Extended 3-year follow-up data from the LIBERTY ASTHMA QUEST trial confirms that dupilumab reduces severe asthma exacerbation rates by 70% in patients with Type 2 high (eosinophilic) asthma, while allowing complete elimination of chronic oral corticosteroid (OCS) use in 82% of patients who were steroid-dependent at baseline — with durable efficacy maintained without tolerance or dose escalation.
The Severe Asthma Burden
Approximately 1 million Americans have severe asthma — defined as asthma requiring high-dose inhaled corticosteroid plus a second controller medication and/or systemic corticosteroids to achieve control, or that remains uncontrolled despite such therapy. Severe asthma accounts for 60% of asthma-related costs despite representing only 5% to 10% of cases.
Chronic oral corticosteroid use — required in approximately 200,000 US severe asthma patients — carries devastating cumulative consequences including diabetes, osteoporosis, cataracts, adrenal insufficiency, weight gain, hypertension, and immunosuppression.
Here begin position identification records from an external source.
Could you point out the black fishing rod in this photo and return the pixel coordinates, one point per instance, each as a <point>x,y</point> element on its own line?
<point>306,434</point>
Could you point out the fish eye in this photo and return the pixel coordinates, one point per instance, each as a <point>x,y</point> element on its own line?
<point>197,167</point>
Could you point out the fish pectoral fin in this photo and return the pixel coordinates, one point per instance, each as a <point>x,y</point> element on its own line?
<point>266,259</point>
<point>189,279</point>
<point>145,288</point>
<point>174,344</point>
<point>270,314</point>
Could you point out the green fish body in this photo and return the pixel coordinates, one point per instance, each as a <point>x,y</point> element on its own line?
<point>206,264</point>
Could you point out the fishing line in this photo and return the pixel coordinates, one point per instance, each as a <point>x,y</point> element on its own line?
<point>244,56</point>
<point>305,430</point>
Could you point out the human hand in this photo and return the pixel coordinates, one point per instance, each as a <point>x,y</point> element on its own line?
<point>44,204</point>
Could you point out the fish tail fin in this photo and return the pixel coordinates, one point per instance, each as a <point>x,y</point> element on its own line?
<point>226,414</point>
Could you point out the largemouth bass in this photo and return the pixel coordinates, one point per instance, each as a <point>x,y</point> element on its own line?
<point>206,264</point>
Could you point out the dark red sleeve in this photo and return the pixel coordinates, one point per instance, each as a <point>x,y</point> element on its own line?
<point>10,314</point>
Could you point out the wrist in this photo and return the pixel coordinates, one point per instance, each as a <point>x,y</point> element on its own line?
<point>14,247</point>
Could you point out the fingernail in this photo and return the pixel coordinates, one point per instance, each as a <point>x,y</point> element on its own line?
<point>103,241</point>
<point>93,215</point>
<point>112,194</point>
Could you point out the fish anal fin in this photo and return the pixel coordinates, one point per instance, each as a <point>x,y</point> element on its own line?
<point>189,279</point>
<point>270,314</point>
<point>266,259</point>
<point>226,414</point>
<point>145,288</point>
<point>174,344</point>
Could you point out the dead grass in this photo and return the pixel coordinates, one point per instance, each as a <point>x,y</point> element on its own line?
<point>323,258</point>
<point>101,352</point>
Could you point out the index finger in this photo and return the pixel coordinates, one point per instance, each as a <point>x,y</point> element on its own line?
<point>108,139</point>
Steroid-sparing biologics represent a major unmet need.
Dupilumab’s Mechanism in Asthma
Dupilumab blocks the shared receptor subunit for IL-4 and IL-13 — two cytokines centrally involved in Type 2 inflammatory pathways driving eosinophilic airway inflammation. By simultaneously inhibiting both pathways, dupilumab broadly suppresses Type 2 inflammation including IgE production, eosinophil survival, and airway remodeling processes.
3-Year Extended Data
Among 1,902 patients with uncontrolled moderate-to-severe eosinophilic asthma (blood eosinophil count ≥300 cells/μL) followed for 36 months, dupilumab maintained a 70% reduction in severe exacerbation rate compared to placebo-period historical rates. Pre-bronchodilator FEV₁ improved by 290 mL (14%) above baseline, with improvement sustained without attenuation through 36 months.
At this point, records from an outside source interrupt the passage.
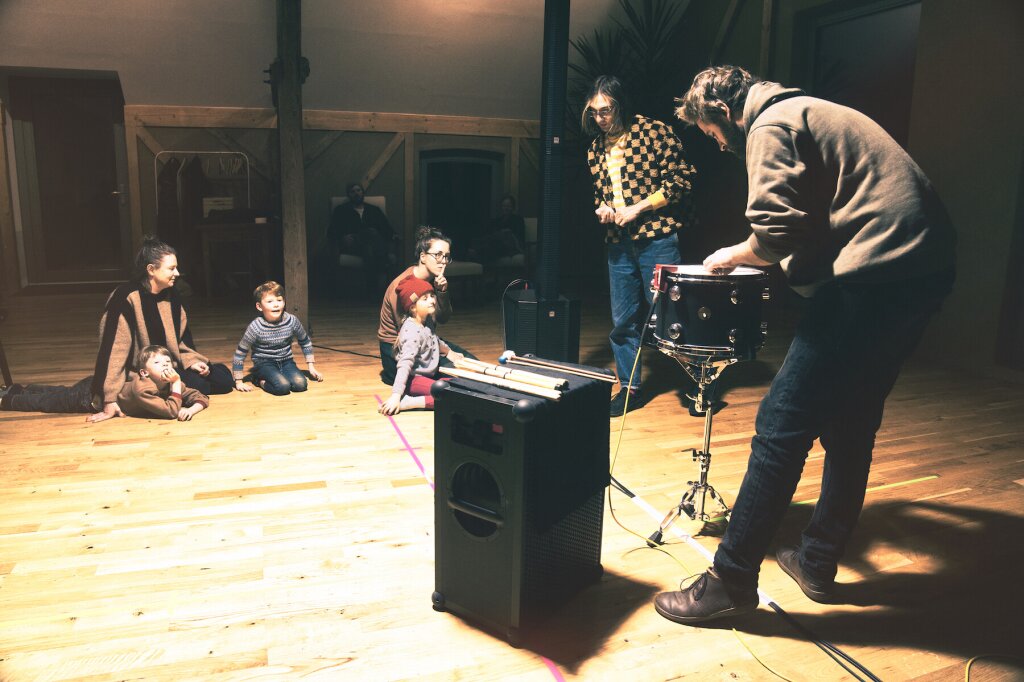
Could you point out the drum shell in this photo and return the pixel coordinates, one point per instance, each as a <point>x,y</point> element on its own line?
<point>718,315</point>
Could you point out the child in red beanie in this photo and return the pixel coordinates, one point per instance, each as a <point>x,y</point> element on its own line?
<point>418,350</point>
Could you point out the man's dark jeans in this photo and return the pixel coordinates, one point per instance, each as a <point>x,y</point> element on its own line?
<point>842,364</point>
<point>389,366</point>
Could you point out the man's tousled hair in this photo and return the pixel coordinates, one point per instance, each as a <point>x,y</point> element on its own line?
<point>728,85</point>
<point>148,351</point>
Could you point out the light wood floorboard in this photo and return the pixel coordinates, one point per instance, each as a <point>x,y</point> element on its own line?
<point>292,538</point>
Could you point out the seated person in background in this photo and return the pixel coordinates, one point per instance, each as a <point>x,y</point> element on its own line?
<point>433,253</point>
<point>155,391</point>
<point>507,236</point>
<point>145,311</point>
<point>361,229</point>
<point>269,338</point>
<point>418,349</point>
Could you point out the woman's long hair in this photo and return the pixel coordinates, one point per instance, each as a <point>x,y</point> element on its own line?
<point>615,92</point>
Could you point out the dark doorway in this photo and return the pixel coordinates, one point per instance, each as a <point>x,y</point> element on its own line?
<point>68,135</point>
<point>861,54</point>
<point>460,190</point>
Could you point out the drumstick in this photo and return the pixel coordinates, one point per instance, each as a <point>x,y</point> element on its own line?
<point>515,375</point>
<point>503,383</point>
<point>510,356</point>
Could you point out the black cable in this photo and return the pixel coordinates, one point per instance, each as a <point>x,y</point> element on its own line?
<point>350,352</point>
<point>830,649</point>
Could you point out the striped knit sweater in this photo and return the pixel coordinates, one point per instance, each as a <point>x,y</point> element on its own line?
<point>270,342</point>
<point>132,320</point>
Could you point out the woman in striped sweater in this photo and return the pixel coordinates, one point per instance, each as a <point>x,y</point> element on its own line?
<point>143,312</point>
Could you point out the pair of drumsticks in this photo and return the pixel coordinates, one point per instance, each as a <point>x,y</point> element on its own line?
<point>519,380</point>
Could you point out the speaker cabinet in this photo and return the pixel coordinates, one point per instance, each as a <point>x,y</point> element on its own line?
<point>549,329</point>
<point>518,503</point>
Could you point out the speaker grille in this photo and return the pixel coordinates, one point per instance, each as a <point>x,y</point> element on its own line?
<point>564,556</point>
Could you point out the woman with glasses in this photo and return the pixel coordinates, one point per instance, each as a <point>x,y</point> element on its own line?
<point>433,251</point>
<point>641,187</point>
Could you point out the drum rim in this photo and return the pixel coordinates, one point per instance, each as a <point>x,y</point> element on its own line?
<point>740,272</point>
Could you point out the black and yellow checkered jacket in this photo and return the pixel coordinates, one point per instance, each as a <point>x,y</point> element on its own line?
<point>654,167</point>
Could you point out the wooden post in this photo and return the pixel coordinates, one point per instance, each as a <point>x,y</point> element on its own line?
<point>293,195</point>
<point>134,183</point>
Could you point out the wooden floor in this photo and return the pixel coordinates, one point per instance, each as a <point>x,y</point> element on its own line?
<point>292,538</point>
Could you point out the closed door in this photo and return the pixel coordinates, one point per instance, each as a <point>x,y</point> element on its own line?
<point>69,146</point>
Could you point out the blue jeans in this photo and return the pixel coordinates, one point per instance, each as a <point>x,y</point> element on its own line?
<point>280,377</point>
<point>842,364</point>
<point>631,266</point>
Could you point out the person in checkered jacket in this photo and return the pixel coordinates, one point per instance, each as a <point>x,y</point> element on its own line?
<point>642,188</point>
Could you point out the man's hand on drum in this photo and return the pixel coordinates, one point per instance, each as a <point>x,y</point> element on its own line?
<point>605,214</point>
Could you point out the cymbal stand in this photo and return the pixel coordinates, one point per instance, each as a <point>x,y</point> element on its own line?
<point>701,495</point>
In the 310 patients with OCS-dependent asthma, dupilumab enabled complete OCS discontinuation in 82%, with 91% achieving either elimination or dose reduction of at least 50%. Among OCS eliminators, corticosteroid-related adverse events (HbA1c, bone mineral density, body weight) showed significant improvement at year 3.
Safety at 3 Years
Dupilumab’s long-term safety profile remained favorable. The most common adverse event was injection site reaction (12%), diminishing over time. Conjunctivitis occurred in 8.4% of patients, managed conservatively in most cases. No increased risk of infection, malignancy, or cardiovascular events was identified.
Expanding Indications
Dupilumab is now approved for six indications including atopic dermatitis, asthma, chronic rhinosinusitis with nasal polyps, eosinophilic esophagitis, prurigo nodularis, and alopecia areata — making it one of the most broadly indicated biologics in medicine and reflecting the central role of IL-4/IL-13 pathways across Type 2 inflammatory diseases.